We’re partners for development

ELSEWHERE in this issue we carry some interesting comments by Lesotho’s deputy army commander Major General Matela Motobakele on the role of the media in a democratic society.
We found some of the comments quite fascinating.
Where we disagree, we will respectfully say so.

Major General Motobakele was speaking at the official opening of a media course for the security services at Makoanyane Barracks in Maseru on Monday.
Major General Motobakele said the army should consider the media as front-line partners for development.
We acknowledge that this has not always been true. In fact, relations between the Lesotho army and the media have been characterised by subtle intimidation, threats and sometimes outright violence.

The adversarial nature of the relationship between the two critical entities has not always worked for the good of Lesotho; take for instance the negativity that visited the army following the near fatal shooting of Lloyd Mutungamiri.
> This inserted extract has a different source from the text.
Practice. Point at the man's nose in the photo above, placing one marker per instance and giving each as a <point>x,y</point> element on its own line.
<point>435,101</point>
As the media we are fully cognisant of the important role the army plays in defending Lesotho’s national interests and sovereignty. We would be naïve not to appreciate this critical role.
On the other hand, we are confident that the army also appreciates the important role that the media plays in a democratic society. An informed society is critical to ensure that we have a functional, democratic state.

That is why the media seeks no interference from any quarter so that it can be able to perform this critical duty.
The army and the media must therefore strike a fine balance to ensure these two competing interests are accommodated. It is our hope and expectation that the media training programme went a long way in addressing and smothering some of the misunderstandings.

We must bury that era of hostile antagonism between the army and the media. That is why we think Maj Gen Matobakele’s comments must now come into play. The media is not the enemy. It is a partner for development and progress.

We however respectfully beg to differ with the General when he speaks of a “patriotic media”. What exactly is that?
Is it a media that sees no evil in what the government and its agents such as the army does? Is it a media that turns a blind eye to human rights violations by the army and others in the security services?

We are of the strong opinion that a patriotic media is one that tells truth to power. Our duty as media is to tell it like it is, warts and all. We will however be guided by two major questions: Is it true? Is it in the national interest?

We are aware that Lesotho is only emerging from years that have been marked by bitter conflict. The army, unfortunately, was fingered in some of the shocking human rights violations. This was an army that had gone rogue.

Without a vibrant media that refused to be whipped into line, Basotho and the rest of the international community might never have known what was going on in Lesotho.
But thanks to the media, some of the murderous plans by some rogue soldiers were exposed.
We would like to believe that the LDF is on a firm path towards reform and that never again shall Basotho be subjected to vile threats by their own army.